Here is the cursory checklist.
1. Disable the windows firewall on all machines (or configure it to allow the netbios protocol as an exception), or if you insist, configure your firewall permissions to allow netbios traffic to and from the box.
2. Make sure all your machines are on the same workgroup (it isn't case sensitive but you can never be to sure, sometimes if you sneeze at it wrong it stops working).
you can change this by My Computer >(right click)>Properties>Computer Name>Change...
WORKGROUP is the default so that is fine.
while you're at it give the computer a simple, easy to remember name.
3. Reboot all the machines you've changed configs on.
4. Create a share
5. See if you can access it from a different machine.
TROUBLESHOOTING.
If you can't browse shares:
First:
Try pinging all the other clients to make sure your computer can see them "ping COMPUTERNAME (the one i told you to make easy to remember) or if you have static ip addresses you can just ping those (192.168.###.###). If you can't ping all the other clients either you have a router filtering ICMP or a network configuration problem, which you'll have to look elsewhere to resolve.

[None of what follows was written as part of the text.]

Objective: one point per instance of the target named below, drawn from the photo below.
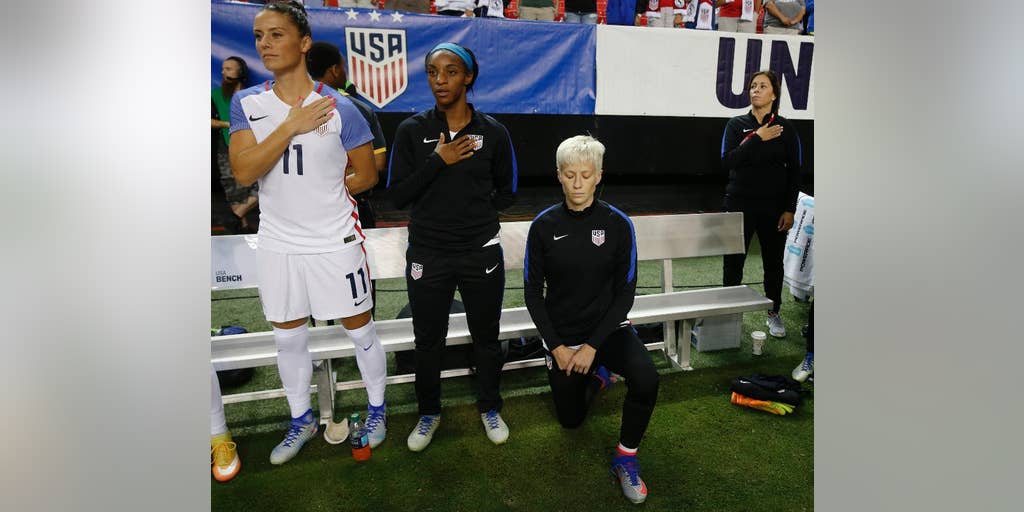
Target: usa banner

The other common problem is that a machine just doesn't want to "play nice" as the master browser. Symptoms of this are when you add a new machine to the network everything stops working. (you try to browse the network and explorer soft locks), you should still be able to browse machines by their internal ip though, the syntax for this is \\<internal ip>, so for example one of my machines has the ip 192.168.0.166, if i wanted to browse what services/shares it is offering I would just open an explorer window and type \\192.168.0.166 in the address bar. The solution to this is disabling the computer browser service on the offending machine. start>run>services.msc>Computer browser>right click>properties>disable, stop, ok
Another thing I would advise against is mapping shares that aren't always available, a lot of times explorer will hang if you try to browse these unavailable shares, or even just opening the file browser will be enough to cause it to hang.
In my experience these two caveats cause 99.9% of the headaches with simple windows home networks.